Vale, which bought Inco for $19 billion in 2006, said keeping up with stringent environmental regulations and maintaining aging infrastructure at the century-old Sudbury operations is becoming increasingly costly.

"We have to generate that money here. Vale is not going to bail us out. That's got to come out of the ground, and if we don't increase our profit margins and get more efficient in order to generate that money, it's not coming from anywhere else," Vale's Sudbury-based spokesman, Steve Ball, said in February.

A month earlier, company spokesman Cory McPhee said the company needed concessions from workers in order to "(put) in place a long-term business platform that allows us to be competitive in all price cycles."

The United Steelworkers countered this by pointing out that Vale's Brazil-based parent company earned US$5.3 billion in 2009 -- a profit the union said couldn't justify worker concessions.

One of the most controversial proposals by Vale was a plan to put new employees on a defined-contribution pension plan, as opposed to the existing defined-benefit plan.
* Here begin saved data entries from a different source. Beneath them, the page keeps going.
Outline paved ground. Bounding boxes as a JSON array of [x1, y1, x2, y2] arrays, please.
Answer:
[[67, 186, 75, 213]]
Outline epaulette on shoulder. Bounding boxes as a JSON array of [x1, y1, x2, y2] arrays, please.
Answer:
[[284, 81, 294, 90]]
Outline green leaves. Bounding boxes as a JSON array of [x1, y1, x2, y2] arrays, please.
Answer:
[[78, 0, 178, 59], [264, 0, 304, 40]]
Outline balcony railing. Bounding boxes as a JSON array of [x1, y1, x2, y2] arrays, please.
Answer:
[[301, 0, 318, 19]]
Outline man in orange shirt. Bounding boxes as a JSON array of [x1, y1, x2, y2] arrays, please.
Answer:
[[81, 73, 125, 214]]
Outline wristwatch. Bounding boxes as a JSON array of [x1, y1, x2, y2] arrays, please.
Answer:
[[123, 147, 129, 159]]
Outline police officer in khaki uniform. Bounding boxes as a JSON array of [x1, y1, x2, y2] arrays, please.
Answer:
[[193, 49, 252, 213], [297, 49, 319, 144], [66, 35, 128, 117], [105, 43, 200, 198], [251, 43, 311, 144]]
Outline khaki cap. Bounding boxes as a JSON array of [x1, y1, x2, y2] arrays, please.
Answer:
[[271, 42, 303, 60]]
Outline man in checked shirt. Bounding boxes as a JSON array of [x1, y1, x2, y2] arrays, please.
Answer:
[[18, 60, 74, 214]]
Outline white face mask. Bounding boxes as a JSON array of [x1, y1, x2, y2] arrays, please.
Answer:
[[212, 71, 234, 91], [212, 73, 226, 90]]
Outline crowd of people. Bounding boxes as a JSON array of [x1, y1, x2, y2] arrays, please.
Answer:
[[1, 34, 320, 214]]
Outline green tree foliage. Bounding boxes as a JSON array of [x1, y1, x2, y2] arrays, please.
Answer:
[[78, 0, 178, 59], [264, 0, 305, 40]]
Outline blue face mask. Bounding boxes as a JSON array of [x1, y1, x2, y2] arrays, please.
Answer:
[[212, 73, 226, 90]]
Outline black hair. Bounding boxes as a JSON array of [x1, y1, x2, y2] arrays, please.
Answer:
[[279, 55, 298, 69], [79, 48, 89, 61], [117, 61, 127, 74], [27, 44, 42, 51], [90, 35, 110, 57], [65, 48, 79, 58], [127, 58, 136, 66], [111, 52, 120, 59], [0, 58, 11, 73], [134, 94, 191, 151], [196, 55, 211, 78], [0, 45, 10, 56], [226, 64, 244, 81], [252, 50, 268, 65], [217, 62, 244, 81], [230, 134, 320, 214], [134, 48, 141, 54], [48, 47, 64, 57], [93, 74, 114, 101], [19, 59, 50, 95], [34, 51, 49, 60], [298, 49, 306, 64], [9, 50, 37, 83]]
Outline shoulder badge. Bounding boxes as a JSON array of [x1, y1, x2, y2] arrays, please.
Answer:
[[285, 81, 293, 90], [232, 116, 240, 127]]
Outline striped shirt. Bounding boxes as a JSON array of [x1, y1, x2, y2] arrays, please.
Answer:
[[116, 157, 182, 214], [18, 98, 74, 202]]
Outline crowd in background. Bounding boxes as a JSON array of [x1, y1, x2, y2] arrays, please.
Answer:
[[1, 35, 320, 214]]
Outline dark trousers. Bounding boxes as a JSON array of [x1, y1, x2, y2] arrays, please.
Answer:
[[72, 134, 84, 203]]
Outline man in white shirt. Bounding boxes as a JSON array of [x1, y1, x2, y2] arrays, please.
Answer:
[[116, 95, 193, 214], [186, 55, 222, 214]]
Defined-contribution plans are dependent on market returns and don't guarantee a steady income the way defined-benefit plans do.

Another contentious issue was a proposal to lower a bonus tied to the price of nickel and raise its so-called "trigger price." Currently, employees begin to earn the bonus when nickel is above US$2.25 per pound. Vale wanted to change that to $5 a pound. Currently, nickel is selling for around $8.50 per pound, but the price dropped below $5 during the recent global recession.

The company also asked for a longer probationary period for new employees, among other concessions.

The United Steelworkers will hold membership votes in Sudbury on Wednesday and Thursday. Workers in Port Colborne will vote on the agreement Thursday.

Striking employees in Voisey's Bay, N.L., have not yet reached an agreement.